For a second day, public school teachers rallied at the State Capitol Building in Oklahoma City. Citing the need for higher pay and better funding for schools, the large crowd entered the capitol rotunda seeking an audience with lawmakers to support a tax bill that would provide an additional $200 million for Oklahoma Schools.
In addition to the protest at the capitol, some 30,000 other teachers left their jobs on Monday and Tuesday. These walkouts interrupted school in 70 school districts, suspending classes for 500,000 students in a state with a student population of 700,000. However, many students, parents, and teachers around the state organized events to support the striking teachers.
The Oklahoma teachers are following the pattern set in a by a successful teacher strike in West Virginia and another taking place in Kentucky.

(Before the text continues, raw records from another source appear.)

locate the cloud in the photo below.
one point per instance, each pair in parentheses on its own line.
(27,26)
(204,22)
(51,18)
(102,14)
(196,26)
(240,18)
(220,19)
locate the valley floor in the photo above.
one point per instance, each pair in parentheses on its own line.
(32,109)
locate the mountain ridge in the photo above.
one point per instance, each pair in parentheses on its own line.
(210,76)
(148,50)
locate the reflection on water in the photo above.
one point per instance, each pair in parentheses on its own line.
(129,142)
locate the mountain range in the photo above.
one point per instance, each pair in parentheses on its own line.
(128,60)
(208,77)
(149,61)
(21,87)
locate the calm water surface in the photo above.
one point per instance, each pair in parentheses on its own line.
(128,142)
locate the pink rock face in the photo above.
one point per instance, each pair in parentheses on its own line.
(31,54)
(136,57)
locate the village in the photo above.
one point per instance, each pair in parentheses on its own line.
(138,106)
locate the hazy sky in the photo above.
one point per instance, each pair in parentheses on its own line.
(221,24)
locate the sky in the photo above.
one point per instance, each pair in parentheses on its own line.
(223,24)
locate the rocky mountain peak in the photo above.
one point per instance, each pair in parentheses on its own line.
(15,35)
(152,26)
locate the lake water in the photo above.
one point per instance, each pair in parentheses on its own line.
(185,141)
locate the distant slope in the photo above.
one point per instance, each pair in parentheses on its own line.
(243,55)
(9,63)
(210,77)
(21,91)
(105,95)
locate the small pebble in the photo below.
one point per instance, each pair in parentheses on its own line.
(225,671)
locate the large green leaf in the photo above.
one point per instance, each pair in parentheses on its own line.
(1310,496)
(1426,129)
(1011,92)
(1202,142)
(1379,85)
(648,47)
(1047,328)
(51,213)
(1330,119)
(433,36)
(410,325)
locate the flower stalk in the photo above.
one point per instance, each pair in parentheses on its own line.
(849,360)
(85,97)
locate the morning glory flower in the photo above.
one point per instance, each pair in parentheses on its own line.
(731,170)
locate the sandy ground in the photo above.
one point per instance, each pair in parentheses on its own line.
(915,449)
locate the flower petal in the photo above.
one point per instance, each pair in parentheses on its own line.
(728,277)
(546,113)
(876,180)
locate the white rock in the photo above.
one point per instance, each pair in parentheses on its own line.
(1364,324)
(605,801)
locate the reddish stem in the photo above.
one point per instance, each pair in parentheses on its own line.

Like those states, Oklahoma does provide schools with funding well below the national average. Oklahoma ranks 47th in the U.S. in terms of dollars spent per student, and 48th in the nation in teacher salary average, according to data collected in 2016 by the National Educational Association. This works out to a mean annual average salary of $42,460, with new teachers starting at a wage of $31,600 minimum.
Oklahoma lawmakers tried to diffuse the strike before it happened by passing a $450 million tax bill, which included an average increase of $6,100 to teacher salaries. However, the focus of the package would have forced some school districts to cut back to just four school days a week. Teachers saw this as unacceptable and have requested that the spending bill is revoked and replaced by a package that would provide better funding for both teachers and school districts.
Governor Mary Fallin (R) has shown little sympathy for the striking teachers, suggesting they are acting like teenagers who want better cars. She also implied that the strike was not a product of local frustrated teachers but being led by outside groups, such as the anti-fascist movement, ANTIFA. Claims at which teachers and the local media both scoffed.
With both sides unwilling to budge, it seems a lengthy strike may be in order.